Выбрать главу

На следующий вечер после моего был спектакль по стихам китайского поэта, эмигрировавшего после культурной революции во Францию. Он сидел в инвалидной коляске возле сцены и после того, как актеры попели, на разные лады покричали, слегка пританцовывая, и прошептали его стихи, он сам выехал на сцену, развернул мощно коляску к зрителям и замер, уставясь в потолок. К нему подошел Франсуа и стал рядом, руки по швам. С другой стороны подошла актриса с текстами стихов и протянула ему первый лист. Поэт в недоумении посмотрел на нее и поднял руку, но, когда лист коснулся ладони, он сразу же ее отдернул. Так повторялось несколько раз, но наконец он взял-таки этот лист и стал выкрикивать отдельные звуки — а, б, с — со страшной шаманской энергией. Немного похоже на Пригова. Слова не имеют значения, важна только беззвучная сила за ними, это и есть шаманство, заклинания, но поскольку звуки эти не сакральны, то выходило просто излияние скрытой витальности, которой было много в этом калеке. В программе было написано, что он в основном художник, увечье его не имело отношения к культурной революции. После прочтения он передавал лист Франсуа, и тот мял, рвал и бросал его на пол с явным удовольствием. Означало ли это своего рода жертвоприношение слова или подчеркивало единственность и уникальность этого сиюминутного листа — не знаю. Но Франсуа во всем был значителен — что бы ни делал. Вообще они все были хорошие актеры и делали, что могли. Но бедная, бедная поэзия! Она боится театра. Я сама могу любить Театр не меньше Белинского и тянуться к Нему: я выросла в Театре, я читала стихи в подвальном театрике “Приют комедианта”, где шел спектакль, поставленный Юрием Томашевским по моей “Повести о Лисе”… И все же я понимаю, насколько театр чужероден Поэзии, скрытной и таинственной. Хотя — пусть искажение, пусть даже легкое надругательство — мне это мило.

ПРОИСХОЖДЕНИЕ АРНО ЦАРТА

Году в 79-м мне захотелось сочинять стихи от имени мужчины: так, чтобы все поверили в его реальное существование, вроде Черубины де Габриак, только сильного пола. Имя дала ему Арно, в честь немецкого поэта Арно Хольца, чья статья о поэтическом ритме когда-то меня поразила: в ней говорилось о том, что каждая перемена чувства, изменение мысли в стихотворении должны сопровождаться трансформацией ритма. А фамилию придумала, отбросив первые две буквы светлого имени.

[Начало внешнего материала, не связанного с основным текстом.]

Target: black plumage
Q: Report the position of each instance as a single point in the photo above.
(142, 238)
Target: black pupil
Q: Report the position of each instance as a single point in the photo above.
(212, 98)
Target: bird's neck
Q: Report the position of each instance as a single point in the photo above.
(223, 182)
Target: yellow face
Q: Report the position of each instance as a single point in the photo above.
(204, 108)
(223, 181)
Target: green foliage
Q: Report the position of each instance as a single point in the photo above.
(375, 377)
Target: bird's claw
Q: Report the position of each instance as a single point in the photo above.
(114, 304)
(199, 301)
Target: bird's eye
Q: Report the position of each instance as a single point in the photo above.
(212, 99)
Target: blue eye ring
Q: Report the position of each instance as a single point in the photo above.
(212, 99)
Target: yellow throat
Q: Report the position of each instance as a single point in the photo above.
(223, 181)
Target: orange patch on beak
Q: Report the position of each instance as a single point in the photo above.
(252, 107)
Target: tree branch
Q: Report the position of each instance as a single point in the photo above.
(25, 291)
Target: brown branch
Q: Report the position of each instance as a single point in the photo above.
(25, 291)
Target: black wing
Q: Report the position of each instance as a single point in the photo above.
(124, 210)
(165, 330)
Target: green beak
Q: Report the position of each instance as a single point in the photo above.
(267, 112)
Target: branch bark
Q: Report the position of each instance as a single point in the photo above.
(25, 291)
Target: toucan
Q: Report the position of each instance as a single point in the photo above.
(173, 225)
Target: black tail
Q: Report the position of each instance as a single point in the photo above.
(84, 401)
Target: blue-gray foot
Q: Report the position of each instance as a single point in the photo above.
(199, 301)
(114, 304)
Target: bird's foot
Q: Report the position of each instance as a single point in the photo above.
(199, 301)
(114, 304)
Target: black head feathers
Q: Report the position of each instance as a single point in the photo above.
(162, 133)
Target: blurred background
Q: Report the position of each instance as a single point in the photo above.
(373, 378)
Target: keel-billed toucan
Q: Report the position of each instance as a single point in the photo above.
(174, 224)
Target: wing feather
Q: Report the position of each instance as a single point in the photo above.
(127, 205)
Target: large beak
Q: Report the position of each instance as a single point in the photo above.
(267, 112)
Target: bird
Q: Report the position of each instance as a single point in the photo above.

Представлялся он мне полурусским-полунемцем, худым и чуть выше среднего роста. Впоследствии, когда я нашла человека, согласившегося для смеха себя за него выдавать, внешность его (для других, по крайней мере) изменилась. Он стал двойником Юры Латышева, высоким, полноватым и с длинными светлыми волосами, которых у Юры не было, он надевал парик. В таком виде он предстал перед Виктором Кривулиным, которого первого я хотела с этим поэтом познакомить, чтобы Витя устроил ему чтение в “Клубе-81”. Так бы оно и вышло, если б меня не разоблачили раньше времени.

Арно Царт по замыслу должен был вызывать всеобщее обожание, но сам оставаться всегда холодным, “ледяное сердце”, как сказала о нем Лиса. Вначале я написала два стихотворения от его имени, но внезапно он стал вместо автора персонажем и стал писать о себе в третьем лице, сочинив поэму о себе и любви к нему Лисы. Потом еще одну уже о самой Лисе, которая внезапно становится совершенно другой, коварной и лукавой, совсем не такой преданной и страдающей, как в первой поэме. То ли Лиса мстила за несчастную любовь, то ли она была на самом деле им самим, его скрытой сущностью и переняла все его свойства. Получилось сочинение вроде матрешки: я, внутри меня Арно, а внутри него Лиса.

Витя стал расспрашивать Юру-Арно, где он учился, искать общих тартуских знакомых. Юра очень нервничал, и вид у него был виноватый, он что-то невнятно бормотал. Я его перебивала и давала Вите нужные сведения. Но того это не насторожило, он все отнес на счет нерусскости. Юра, вообще очень артистичный по природе, совсем смутился и почти не мог читать стихи, которые Лена, его жена и моя подруга, заранее спрятала в своей сумочке, по листочку вынимала и говорила: “Арночка, это читай, это не читай”, изображая жену-поклонницу. Юра бледнел и запинался. Я не выдержала, отняла у него листочки и прочитала как можно невыразительнее, но все же своим голосом, со своими интонациями свои стихи. Но Витя все-таки не узнал мою лапу. “Да, — сказал он по окончании чтения, изумленно глядя на Юру, — вот что значит западная культура! Европа! Мы с тобой, Лена, так не можем”. — “Да уж куда нам!”